Perhaps this issue is more relevant to those in service-based businesses, though I believe that no matter the nature of your business, this issue will resonate with you. I would be interested in hearing your feedback on this issue – as I believe that it has no right or wrong answers, merely a large set of choices.

At some point during the life of a business, the amount of work coming in the door will exceed the limits of the business. Product based businesses will see this when demand outstrips their ability to supply, service-based businesses will see this when the demands on their time exceed the number of hours available to work. In a large business, this issue may have already been solved, either by having a process for increasing the supply, or by increasing the price to reduce demand.

However, smaller businesses walk with trepidation when faced with this issue. On the one hand, their ability to increase supply is severely limited – they may not have the necessary cash flow to handle additional hires, or to front the money required to pay for additional goods. On the other hand, the inability to supply the increasing demand may hamper their ability to expand, and may result in a negative impact on their existing business.

Additionally, there is the inability to see the future, which means that the business owner trying to decide whether or not the sudden increase in demand justifies hiring another employee must guess (hopefully with some helpful data) whether the sudden demand is merely a spike in activity, or if it is sustainable. This has ramifications on what is needed to ensure that the decision is made with appropriate resources allocated to support it, should the spike in demand be followed by a dip.

To determine how to best handle the spike in demand, it is necessary to look at the goals for the business.
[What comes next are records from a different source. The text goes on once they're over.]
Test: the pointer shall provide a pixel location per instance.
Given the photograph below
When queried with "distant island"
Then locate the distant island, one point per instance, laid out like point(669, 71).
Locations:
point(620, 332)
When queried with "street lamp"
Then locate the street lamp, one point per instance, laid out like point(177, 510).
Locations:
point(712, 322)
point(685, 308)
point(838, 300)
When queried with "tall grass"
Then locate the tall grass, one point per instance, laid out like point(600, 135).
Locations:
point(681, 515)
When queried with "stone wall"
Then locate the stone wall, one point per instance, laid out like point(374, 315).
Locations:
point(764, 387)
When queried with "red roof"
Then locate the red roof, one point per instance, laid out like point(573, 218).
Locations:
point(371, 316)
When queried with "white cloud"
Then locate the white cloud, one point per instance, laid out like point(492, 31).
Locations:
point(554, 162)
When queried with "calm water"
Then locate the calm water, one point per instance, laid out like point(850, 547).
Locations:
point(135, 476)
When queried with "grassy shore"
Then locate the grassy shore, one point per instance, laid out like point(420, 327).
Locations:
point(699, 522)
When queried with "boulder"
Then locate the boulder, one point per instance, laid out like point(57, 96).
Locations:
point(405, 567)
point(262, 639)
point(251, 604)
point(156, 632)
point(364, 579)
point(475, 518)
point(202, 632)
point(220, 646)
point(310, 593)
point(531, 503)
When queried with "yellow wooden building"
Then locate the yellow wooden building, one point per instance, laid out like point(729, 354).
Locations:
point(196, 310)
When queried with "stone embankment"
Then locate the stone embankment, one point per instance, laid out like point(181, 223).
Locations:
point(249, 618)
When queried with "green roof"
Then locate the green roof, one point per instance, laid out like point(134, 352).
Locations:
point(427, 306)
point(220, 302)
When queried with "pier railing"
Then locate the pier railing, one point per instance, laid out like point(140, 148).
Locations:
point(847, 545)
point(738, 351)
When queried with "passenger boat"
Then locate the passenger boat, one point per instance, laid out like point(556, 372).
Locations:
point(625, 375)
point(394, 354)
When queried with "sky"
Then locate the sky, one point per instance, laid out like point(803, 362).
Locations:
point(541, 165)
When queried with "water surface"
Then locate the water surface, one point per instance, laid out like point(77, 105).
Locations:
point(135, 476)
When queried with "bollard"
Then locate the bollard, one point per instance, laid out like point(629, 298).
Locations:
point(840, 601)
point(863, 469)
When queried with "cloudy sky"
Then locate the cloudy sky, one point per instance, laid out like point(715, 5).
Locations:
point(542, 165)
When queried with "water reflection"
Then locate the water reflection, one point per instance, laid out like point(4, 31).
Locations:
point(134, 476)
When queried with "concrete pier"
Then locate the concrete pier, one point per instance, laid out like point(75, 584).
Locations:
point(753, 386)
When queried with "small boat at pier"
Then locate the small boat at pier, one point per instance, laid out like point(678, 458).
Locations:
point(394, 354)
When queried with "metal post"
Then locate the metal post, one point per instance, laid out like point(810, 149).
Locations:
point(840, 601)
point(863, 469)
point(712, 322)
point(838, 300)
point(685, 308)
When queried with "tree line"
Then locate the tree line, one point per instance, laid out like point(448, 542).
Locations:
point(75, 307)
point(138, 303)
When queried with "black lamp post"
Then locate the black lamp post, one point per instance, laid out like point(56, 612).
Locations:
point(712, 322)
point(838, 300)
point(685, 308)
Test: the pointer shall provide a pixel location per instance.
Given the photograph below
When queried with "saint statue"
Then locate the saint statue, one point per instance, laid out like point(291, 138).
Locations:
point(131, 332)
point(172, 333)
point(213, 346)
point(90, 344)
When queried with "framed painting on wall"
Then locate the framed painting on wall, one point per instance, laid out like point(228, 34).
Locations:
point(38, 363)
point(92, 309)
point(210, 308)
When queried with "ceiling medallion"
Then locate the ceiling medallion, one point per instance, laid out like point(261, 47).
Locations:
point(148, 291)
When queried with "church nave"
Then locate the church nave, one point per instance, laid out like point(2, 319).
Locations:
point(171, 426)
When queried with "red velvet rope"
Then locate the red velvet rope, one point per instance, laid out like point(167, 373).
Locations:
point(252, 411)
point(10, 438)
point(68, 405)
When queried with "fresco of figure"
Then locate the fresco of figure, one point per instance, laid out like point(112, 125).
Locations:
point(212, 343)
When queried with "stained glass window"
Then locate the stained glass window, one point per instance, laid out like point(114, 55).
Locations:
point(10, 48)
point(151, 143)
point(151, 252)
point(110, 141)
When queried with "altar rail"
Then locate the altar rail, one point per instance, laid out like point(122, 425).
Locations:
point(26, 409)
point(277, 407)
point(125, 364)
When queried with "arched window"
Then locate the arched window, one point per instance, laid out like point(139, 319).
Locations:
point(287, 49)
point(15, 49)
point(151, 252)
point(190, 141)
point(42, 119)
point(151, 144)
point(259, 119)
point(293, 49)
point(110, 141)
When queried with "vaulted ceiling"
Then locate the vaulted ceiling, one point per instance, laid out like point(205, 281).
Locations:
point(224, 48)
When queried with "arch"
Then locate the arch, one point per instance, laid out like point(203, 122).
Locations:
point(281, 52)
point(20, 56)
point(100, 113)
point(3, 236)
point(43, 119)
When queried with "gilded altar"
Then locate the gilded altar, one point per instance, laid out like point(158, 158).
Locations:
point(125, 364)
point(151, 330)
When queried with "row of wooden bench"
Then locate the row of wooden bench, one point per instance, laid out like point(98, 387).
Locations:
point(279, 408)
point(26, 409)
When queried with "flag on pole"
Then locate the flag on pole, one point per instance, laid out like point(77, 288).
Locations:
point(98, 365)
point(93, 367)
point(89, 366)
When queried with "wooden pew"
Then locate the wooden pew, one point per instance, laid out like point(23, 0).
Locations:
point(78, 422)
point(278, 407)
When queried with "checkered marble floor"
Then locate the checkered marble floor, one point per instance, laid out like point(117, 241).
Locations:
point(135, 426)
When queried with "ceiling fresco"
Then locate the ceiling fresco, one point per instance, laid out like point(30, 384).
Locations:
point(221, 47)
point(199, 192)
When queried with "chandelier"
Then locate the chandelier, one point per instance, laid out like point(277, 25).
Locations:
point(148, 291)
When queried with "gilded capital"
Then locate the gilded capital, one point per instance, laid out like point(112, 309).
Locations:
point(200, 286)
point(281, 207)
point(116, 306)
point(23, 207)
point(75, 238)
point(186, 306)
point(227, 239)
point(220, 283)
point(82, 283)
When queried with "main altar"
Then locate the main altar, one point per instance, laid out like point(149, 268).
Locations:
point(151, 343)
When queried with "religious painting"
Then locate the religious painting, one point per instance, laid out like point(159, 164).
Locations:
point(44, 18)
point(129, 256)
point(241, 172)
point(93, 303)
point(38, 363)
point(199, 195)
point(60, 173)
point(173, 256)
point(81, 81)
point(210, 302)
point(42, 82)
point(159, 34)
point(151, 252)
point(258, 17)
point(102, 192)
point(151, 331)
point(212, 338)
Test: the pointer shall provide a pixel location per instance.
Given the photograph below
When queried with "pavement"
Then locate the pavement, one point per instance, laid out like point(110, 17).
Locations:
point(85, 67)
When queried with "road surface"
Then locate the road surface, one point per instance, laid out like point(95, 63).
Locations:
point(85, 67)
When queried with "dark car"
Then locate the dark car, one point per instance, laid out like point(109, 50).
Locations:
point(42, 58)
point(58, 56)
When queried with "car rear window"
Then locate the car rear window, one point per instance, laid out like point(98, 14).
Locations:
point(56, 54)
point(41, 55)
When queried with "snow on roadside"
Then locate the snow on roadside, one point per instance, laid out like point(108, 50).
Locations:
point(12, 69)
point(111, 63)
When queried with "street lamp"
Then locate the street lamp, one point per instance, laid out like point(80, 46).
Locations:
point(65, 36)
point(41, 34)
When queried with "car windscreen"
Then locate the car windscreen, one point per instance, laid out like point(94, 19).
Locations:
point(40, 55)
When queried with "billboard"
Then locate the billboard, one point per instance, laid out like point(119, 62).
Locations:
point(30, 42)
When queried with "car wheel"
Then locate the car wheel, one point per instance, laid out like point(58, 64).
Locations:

If the aim is to grow by hiring more people, to increase the supply, then the spike in demand can be one way of moving toward that goal sooner than expected. If the aim is to reach a certain level of activity, or, in other words, to cap the supply at a certain point (for example, to work 40 hours per week), then the decision that needs to be made is only how to go about reducing the demand – should you raise your prices, or merely refuse to take on additional customers?

Others, though, are stuck between the two decisions. While they don’t mind working more than a certain number of hours, or, in other words, to work with an expanding business, they also may not be actively looking to expand. As a result, they are unprepared for the expansion, both from a fiscal point of view, and psychologically as well.

Some may choose to bridge the gap by using sub-contractors to take on the work they are unable to do. This can help defer the decision until it is clear whether or not the increase in demand is going to be enduring, but it also exposes the business owner to various risks associated with delegating work (the quality may not be up to standard, managing the contractor can be complicated). Others may raise prices moderately, in an attempt to drive up margins while they debate internally how to handle the demand.

What would you do? How have you handled sudden spikes in demand beyond your abilities to provide?